I want to offer a different take on this, though. Inheritance laws are meant to carry out the probable intent of the average decedent, and where the law does not accomplish this it is often because the law has not caught up with social realities. Fifty years ago, many if not most state intestate laws gave a substantial proportion of a decedent’s intestate estate to his descendants, with a correspondingly lesser sum going to the surviving spouse. Today, most statutes give most or all of the estate to the surviving spouse as long as any descendants were descendants of the marriage. Why the change? Surveys and ordinary experience of estate planners showed that the spousal relationship has become more and more important in American society, and most testators elect to give most or all of the estate to their surviving spouses unless there are children from previous marriages. The New York statute’s inclusion of domestic partners in the group of persons eligible to collect the 9/11 police and fire pensions acknowledges the current social reality that a significant percentage of couples, particularly those in the age group of many of the 9/11 casualties, live together before or in lieu of marriage. Often these relationships are serious and stable, and often they include children. To the participants, they represent family relationships of the utmost importance. In effect, the New York Legislature wanted to allow the courts to make individual determinations about what the deceased police and firefighters would have wanted to happen to their pensions, given that for many the relationship with their domestic partner was the most important relationship in their lives.
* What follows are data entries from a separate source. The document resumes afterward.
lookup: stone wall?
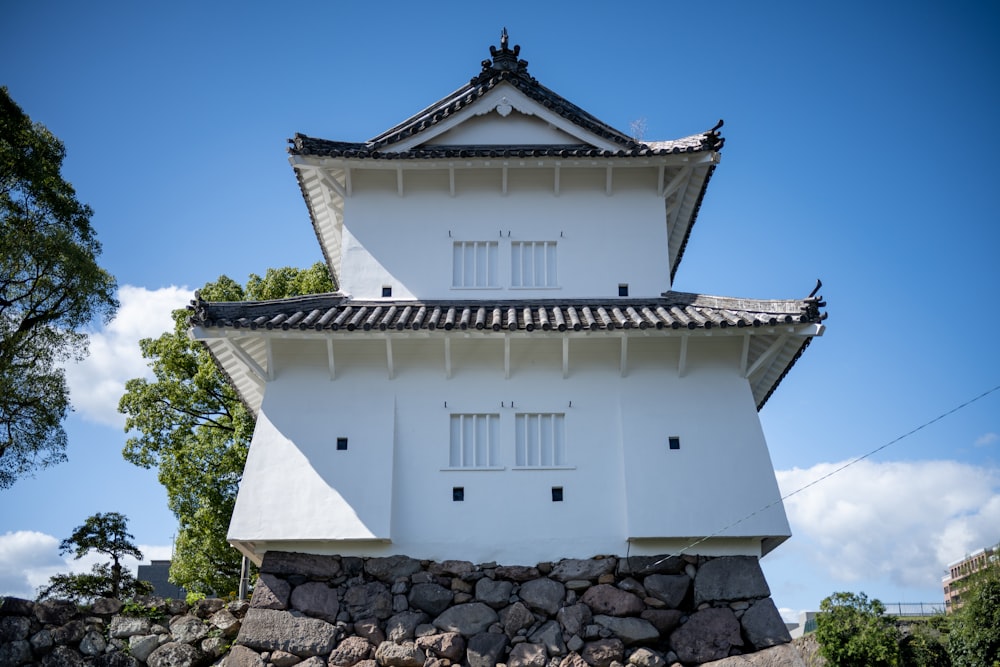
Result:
[0,552,802,667]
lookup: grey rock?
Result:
[108,616,153,639]
[385,611,429,644]
[236,612,337,658]
[260,551,341,579]
[642,574,691,609]
[465,632,507,667]
[146,642,203,667]
[493,565,542,582]
[327,636,375,667]
[289,581,340,623]
[740,598,792,650]
[670,607,742,663]
[41,646,86,667]
[476,577,514,609]
[408,583,452,616]
[250,576,292,609]
[434,602,498,637]
[375,641,427,667]
[580,639,625,667]
[594,614,660,646]
[365,556,420,584]
[80,630,108,656]
[0,616,31,643]
[556,602,594,635]
[580,584,646,620]
[549,558,618,583]
[417,632,465,663]
[354,618,385,646]
[520,580,566,616]
[628,648,667,667]
[618,556,687,577]
[221,644,264,667]
[170,615,209,644]
[639,609,684,635]
[507,642,548,667]
[528,621,566,655]
[0,639,33,667]
[696,556,771,608]
[344,581,392,621]
[701,644,806,667]
[34,600,79,625]
[500,602,535,639]
[128,635,160,662]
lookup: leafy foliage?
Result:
[816,593,901,667]
[38,563,153,604]
[38,512,152,602]
[948,563,1000,667]
[0,87,118,488]
[118,262,334,594]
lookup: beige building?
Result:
[941,544,1000,613]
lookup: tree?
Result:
[0,87,118,488]
[816,593,900,667]
[948,562,1000,667]
[118,262,335,593]
[38,512,152,602]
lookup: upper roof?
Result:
[189,292,826,412]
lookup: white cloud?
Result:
[777,461,1000,587]
[0,530,171,600]
[973,433,1000,447]
[66,285,193,428]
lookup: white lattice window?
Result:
[451,241,500,287]
[448,414,500,468]
[514,412,567,468]
[510,241,558,287]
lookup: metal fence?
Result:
[882,602,945,616]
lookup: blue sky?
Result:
[0,0,1000,615]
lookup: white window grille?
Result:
[514,413,567,468]
[510,241,558,287]
[448,414,500,468]
[451,241,500,287]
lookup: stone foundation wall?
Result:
[0,552,803,667]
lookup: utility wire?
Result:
[640,385,1000,565]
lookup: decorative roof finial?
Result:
[483,26,528,72]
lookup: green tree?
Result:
[118,262,335,593]
[948,563,1000,667]
[816,593,900,667]
[38,512,152,602]
[0,87,118,488]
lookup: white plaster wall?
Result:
[230,335,788,563]
[340,170,670,299]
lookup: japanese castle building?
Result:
[191,34,825,564]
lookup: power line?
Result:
[640,385,1000,565]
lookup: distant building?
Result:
[941,544,1000,613]
[136,560,187,600]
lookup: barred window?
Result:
[510,241,558,287]
[451,241,500,287]
[448,414,500,468]
[514,413,567,468]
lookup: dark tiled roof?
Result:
[288,31,724,159]
[189,292,826,333]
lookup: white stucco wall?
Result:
[229,335,788,563]
[339,167,670,299]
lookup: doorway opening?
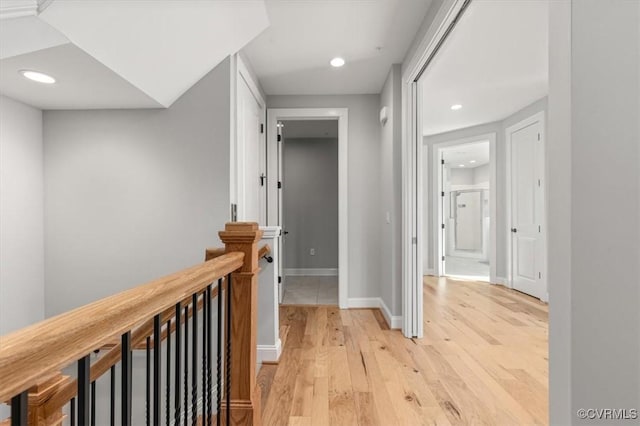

Sadly, what has gone wrong in the Prior case is an older story: since the versions are so contradictory, it is apparent that at least one party is not telling the whole truth. There is a lot of money at stake here, but I suspect that, as is usual in estate disputes, each party is trying to hang onto a piece of the decedent by claiming his property. Despite the fact that the individualized fact-finding required by the statute gives the parties more of an opportunity to lie and thus makes the court’s job harder, I believe that the individual fact-finding also makes it more likely that the truth of the decedent’s intent will be discovered and followed.